Russia will be represented in most sports at the Rio Olympics, with 271 of its sportsmen and women cleared to participate ahead of the opening ceremony, Russian Olympic Committee (ROC) head Alexander Zhukov has said.
Russian boxers, judokas and shooters were among those given last-minute approval by the International Olympic Committee (IOC) in the aftermath of a doping scandal which has tarnished Russia's reputation as a sporting superpower and threatened to split the Olympic movement.
Russia's depleted team will comprise about 70 percent of the 387-strong squad originally named for the Games.
The country's track-and-field athletes and weightlifters have already been barred over doping offences, and Russia narrowly avoided a complete ban over allegations its government and FSB security service systematically covered up widespread cheating.
The IOC chose not to impose a blanket ban on all Russian athletes at a meeting in July, but directed sports federations to allow them to compete if they met a set of criteria, including a clean doping past and sufficient testing at international events.

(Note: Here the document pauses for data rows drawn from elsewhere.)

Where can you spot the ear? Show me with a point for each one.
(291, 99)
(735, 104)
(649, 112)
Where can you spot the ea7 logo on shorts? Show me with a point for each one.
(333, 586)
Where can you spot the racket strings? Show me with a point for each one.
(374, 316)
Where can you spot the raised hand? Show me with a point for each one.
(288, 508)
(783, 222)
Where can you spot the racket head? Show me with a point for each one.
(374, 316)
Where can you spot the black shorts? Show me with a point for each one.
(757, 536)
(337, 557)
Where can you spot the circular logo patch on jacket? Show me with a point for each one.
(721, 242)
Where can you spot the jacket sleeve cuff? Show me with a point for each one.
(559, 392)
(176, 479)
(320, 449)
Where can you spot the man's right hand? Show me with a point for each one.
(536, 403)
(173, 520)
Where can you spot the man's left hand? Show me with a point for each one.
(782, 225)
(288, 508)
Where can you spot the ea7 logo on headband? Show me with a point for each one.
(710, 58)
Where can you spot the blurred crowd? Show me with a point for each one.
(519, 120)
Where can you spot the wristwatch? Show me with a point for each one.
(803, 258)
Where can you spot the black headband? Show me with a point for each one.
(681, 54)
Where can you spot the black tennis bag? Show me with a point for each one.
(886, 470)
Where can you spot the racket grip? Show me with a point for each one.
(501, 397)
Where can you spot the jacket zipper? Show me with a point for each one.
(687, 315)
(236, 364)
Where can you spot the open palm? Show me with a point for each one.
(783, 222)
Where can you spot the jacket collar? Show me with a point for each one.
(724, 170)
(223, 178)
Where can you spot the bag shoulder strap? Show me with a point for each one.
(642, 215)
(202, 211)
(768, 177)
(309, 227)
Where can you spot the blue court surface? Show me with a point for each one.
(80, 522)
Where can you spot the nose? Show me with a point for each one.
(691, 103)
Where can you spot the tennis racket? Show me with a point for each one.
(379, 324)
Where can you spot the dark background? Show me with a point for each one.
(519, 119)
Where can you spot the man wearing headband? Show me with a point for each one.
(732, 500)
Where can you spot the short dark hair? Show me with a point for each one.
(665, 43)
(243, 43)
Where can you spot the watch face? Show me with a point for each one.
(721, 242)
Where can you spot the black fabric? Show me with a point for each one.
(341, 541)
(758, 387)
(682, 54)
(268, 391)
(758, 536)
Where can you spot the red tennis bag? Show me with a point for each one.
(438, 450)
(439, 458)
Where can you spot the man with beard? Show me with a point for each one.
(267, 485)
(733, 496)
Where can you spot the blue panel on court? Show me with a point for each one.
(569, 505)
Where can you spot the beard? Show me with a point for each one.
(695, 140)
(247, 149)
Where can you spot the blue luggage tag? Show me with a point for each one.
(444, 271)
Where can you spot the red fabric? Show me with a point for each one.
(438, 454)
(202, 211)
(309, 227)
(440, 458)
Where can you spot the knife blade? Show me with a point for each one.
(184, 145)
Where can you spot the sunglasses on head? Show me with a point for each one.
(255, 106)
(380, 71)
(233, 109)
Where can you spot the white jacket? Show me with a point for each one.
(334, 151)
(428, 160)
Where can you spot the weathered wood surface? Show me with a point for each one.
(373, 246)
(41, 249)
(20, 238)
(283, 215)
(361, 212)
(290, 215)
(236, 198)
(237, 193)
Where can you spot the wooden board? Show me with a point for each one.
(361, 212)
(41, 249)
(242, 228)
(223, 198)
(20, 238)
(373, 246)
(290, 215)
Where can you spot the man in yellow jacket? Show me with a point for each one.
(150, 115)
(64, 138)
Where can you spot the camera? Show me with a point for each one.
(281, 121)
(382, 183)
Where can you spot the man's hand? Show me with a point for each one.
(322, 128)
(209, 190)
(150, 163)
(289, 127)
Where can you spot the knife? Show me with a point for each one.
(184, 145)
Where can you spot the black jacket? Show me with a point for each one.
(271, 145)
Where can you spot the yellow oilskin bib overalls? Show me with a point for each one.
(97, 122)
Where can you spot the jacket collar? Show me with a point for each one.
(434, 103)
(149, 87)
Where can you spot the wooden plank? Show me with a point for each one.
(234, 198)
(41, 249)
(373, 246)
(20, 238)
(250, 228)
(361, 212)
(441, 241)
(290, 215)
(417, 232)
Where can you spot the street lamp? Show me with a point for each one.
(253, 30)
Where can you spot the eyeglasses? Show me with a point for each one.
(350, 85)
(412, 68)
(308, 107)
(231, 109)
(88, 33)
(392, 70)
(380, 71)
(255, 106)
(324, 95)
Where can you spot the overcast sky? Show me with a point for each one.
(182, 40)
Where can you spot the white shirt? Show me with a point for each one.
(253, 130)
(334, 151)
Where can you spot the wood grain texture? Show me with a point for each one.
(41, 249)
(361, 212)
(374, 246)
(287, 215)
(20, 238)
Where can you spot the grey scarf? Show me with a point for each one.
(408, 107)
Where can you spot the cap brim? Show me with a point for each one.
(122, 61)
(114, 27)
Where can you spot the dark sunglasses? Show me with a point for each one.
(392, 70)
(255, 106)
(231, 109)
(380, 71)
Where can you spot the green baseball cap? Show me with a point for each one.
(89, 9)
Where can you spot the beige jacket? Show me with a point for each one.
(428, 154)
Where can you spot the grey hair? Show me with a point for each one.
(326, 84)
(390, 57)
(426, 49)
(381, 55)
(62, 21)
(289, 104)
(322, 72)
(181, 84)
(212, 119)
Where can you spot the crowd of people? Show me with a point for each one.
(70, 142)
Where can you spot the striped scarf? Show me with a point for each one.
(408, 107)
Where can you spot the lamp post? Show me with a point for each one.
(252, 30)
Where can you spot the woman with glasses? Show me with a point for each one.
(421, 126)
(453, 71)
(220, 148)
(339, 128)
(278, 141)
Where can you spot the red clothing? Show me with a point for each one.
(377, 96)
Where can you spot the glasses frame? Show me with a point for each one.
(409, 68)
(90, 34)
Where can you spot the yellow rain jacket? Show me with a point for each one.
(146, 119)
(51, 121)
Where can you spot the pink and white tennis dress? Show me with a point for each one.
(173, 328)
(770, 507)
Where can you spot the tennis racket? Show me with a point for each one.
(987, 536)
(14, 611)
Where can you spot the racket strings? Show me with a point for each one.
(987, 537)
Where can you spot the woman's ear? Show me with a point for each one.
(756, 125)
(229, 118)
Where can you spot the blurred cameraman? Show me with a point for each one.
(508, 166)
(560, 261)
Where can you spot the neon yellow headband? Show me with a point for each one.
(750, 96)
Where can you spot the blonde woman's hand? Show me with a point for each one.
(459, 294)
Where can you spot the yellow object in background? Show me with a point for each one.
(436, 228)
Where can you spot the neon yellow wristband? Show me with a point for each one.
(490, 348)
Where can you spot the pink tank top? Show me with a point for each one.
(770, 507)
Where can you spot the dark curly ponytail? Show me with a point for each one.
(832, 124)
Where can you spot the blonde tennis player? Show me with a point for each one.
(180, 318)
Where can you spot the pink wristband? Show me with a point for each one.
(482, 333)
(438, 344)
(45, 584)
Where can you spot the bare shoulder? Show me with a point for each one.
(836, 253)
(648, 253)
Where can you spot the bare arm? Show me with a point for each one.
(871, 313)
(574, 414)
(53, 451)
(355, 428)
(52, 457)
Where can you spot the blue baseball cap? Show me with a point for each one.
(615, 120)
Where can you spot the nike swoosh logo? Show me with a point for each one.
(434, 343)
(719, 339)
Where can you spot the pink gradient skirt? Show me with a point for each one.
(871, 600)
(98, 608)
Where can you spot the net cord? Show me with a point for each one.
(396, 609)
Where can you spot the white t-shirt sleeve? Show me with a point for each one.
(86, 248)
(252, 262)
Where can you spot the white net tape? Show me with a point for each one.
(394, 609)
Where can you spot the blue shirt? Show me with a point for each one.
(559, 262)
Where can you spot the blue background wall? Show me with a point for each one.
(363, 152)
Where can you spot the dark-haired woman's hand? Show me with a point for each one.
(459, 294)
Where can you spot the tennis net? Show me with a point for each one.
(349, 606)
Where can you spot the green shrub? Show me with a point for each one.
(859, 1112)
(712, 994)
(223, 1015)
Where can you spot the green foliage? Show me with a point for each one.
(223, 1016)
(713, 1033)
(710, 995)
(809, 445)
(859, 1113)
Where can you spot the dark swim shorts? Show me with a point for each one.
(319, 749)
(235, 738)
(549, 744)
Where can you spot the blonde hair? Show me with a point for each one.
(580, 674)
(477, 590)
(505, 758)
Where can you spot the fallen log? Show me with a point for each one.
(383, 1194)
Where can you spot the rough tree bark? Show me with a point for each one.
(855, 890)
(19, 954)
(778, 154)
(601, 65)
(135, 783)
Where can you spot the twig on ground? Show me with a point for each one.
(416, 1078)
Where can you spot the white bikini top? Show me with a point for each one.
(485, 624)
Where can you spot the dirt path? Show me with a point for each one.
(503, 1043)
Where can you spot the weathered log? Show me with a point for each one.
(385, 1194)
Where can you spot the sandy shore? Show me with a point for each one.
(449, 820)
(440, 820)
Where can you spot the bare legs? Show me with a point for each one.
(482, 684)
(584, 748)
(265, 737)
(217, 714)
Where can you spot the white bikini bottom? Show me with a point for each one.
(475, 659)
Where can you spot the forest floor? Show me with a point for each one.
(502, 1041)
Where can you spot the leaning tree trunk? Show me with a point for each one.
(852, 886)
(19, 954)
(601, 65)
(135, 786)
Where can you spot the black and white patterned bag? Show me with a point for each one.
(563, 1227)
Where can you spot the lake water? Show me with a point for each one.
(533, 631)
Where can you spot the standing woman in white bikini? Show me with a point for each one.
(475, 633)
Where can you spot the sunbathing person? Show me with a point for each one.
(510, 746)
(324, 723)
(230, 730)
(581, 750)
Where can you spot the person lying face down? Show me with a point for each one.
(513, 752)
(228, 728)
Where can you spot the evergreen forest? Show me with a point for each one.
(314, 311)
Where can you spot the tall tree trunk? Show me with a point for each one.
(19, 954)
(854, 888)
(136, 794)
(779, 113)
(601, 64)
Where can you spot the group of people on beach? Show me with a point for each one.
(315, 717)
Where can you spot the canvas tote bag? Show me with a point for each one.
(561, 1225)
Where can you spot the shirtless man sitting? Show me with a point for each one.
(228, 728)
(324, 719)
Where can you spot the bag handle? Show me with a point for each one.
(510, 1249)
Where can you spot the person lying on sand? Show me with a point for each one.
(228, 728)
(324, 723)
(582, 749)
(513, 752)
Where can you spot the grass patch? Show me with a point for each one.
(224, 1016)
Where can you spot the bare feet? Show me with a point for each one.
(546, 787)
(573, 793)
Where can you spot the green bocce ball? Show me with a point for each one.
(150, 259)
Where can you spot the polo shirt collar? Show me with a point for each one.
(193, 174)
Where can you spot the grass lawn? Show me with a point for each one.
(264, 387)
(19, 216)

Zhukov said the stringent conditions meant Russia's 271-strong team would now be the cleanest at the Rio Games.
"Not one team underwent such strict requirements as Russian athletes," he told a news conference in Rio. "No athletes from any country ... had the rules changed to bar those previously guilty of doping."
Russia has long drawn pride and prestige from its history of Olympic success and President Vladimir Putin has used sporting victories to showcase his image of the country as a resurgent global power.
Speaking to the Russian team before they left for Rio last week, Putin said Russia's Olympic ambitions had fallen victim to a politically-motivated plot.
Zhukov said it was unfair that Russian sports stars such as double Olympic champion pole vaulter Yelena Isinbayeva would now watch the Games from home while past doping offenders including top U.S. runner Justin Gatlin took to the field.
"Athletes such as Yelena Isinbayeva ... are absolutely clean," he said. "This is a flagrant injustice."